Şarkılara Öyküler 4
Oh Be
Hain dediler, ülke düşmanı ilan ettiler, vatansız bırakıp ceza vermek istediler, sınır dışına sürdüler.
Tırnaklarımızla yazdık özlemimizi sınır kapılarına, anlatamadık.
Uzaklaştırıldık, bağımsızlığı için canımızı vermeye değer gördüğümüz topraklardan ırağa atıldık.
Suni ayrılığın satır aralarında eridik, anlaşılmadık.
Taşeron diktelerin kurbanı olduk.
İliklerimiz çekildi yabancılıktan. El kapılarında bir başına soğutulduk.
Sanmayın ki hasretimiz bizi eskitti aksine çoğaldık, yüreğimize sığmayan özlem bizi kemirdi durdu yine de tükenmedik.
Tüm suçları üzerimize yığdılar. Sefaletleri bariz ışıldarken, kin kusan cümlelerini duymadık. Bildiğimiz gibi yaşadık, uzağın içimizde patlattığı piştov sarsmadı bizi. Yandık elbette, kavrulduk hatta ama ‘umut ekmeğimizdir’ ya biz bunu unutmadık.
Fakir miydik, muhtaç mıydık, neye idi açlığımız az çok tahmin edersiniz.
Yaşamı idame ettirecek materyaller mevcuttu, sanatıyla para kazananlarımız vardı. İşsizlik maaşı bağlandı çoğumuza. Darda kalana yardım edildi, kimse aç kalmadı.
Sabahın seherinde üzerinde yürüyemediğimiz kaldırımlar, göremediğimiz siluetler, boğazın yağlı lüferi, ailelerimiz ve toprak kokusu, memleket aşıydı eksik olan.
Salaş bir meyhanede iki dilim kavunla devrilmiş şişelerin söylettiği türkülerdi aradığımız. İyot kokusuydu, nedensiz çekilmiş halaylardı, laf arasında kurtarılmaya çalışan devletti.
Yalan değil insan bu denli ayrı kalınca her şeyi özlüyor düşmanını bile…
Sırf bizim memleketten diye gurbette rastladığı karşıt görüşlü biriyle gün boyu konuşan kişi soru sormaya başlıyordu. Bizi birbirimizi yok etmeye kadar götüren olaylar neydi. Tıpkı Türk-Yunan halklarının aslında bir sorunu olmadığı halde devletlerin yüzyıl boyunca husumet yaşaması gibi; ortak bir dolu değerleri ve temelinde bağımsız ülke kaygısı taşıyan çoğu iyi niyetli gençlerin birbirini kırıp geçirmesine şaşırıyorduk.

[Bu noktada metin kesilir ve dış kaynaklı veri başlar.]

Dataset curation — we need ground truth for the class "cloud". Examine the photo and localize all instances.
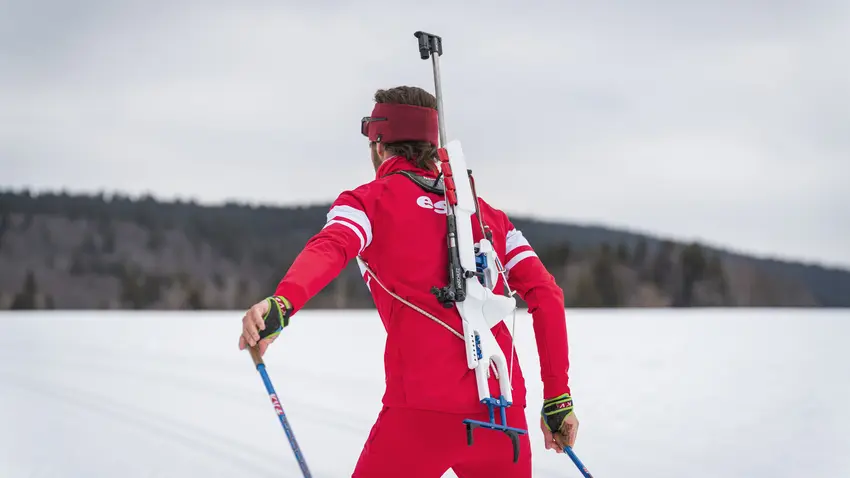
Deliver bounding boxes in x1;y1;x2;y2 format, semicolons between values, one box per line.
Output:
0;0;850;265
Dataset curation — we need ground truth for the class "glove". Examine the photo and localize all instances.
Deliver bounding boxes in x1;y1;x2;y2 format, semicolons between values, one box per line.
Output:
541;393;573;434
259;295;292;340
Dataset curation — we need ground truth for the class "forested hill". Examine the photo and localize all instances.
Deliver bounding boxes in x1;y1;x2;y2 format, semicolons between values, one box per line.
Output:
0;192;850;309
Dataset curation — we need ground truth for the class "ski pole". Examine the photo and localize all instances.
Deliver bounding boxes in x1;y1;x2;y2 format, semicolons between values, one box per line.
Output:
564;446;593;478
413;31;446;148
249;345;313;478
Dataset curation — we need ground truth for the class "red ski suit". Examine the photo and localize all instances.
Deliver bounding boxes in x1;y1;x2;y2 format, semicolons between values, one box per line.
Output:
275;157;570;477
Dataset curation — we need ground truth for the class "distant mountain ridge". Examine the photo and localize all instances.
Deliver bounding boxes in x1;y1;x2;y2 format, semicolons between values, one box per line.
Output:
0;192;850;309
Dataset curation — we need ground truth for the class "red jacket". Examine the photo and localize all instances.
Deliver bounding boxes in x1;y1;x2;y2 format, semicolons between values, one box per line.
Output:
276;157;570;413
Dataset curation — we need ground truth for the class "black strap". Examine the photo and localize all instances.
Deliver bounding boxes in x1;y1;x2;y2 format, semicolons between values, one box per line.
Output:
390;171;445;195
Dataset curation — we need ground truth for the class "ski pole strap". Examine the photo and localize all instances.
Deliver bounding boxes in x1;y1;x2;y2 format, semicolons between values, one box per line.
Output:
260;295;292;339
541;393;573;433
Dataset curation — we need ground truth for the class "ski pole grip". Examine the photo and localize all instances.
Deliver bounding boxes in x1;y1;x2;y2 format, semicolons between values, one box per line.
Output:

Yıllar sonra aynı hataları tekrarlamamak, benzer tuzaklara düşmemek için yeminler ediyorduk. Bizden sonraki kuşaklara bunları anlatıyorduk. Apolitik gençlik için o olayları kullanan sistemin yaptıklarını demiyorduk elbette. Birey olduğunu unutmadan toplum hatta evren için yapılması gerekenleri anlatıyorduk dilimiz döndüğünce.

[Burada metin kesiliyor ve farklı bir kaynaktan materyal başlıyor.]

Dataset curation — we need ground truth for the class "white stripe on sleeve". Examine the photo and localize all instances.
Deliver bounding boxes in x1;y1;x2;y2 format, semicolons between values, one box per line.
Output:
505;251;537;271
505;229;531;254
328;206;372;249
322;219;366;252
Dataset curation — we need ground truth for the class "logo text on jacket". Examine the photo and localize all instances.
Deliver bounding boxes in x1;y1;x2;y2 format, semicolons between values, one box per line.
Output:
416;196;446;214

Var olmak için yenileniyorduk. Tazelenmek için çabalıyorduk.
Hoşgörüyü dünyaya öğreten medeniyetten geldiğimizi unutmadan, gerçek demokrasiyi içimize sindiriyorduk. Farklı bir fikir savunan kişinin dediklerini beğenmesek de susturulmasına karşı çıkıyorduk.
Bazılarımız Türk yetkililerle temas kurduğunda çok tepki gördü. Döneklikle suçlandı, davaya ihanet ettiğinden bahsedildi.
Oysa sadece ülkesini özlemişti, o vatandaşken de hain değildi, yeniden vatandaş olmak isterken de…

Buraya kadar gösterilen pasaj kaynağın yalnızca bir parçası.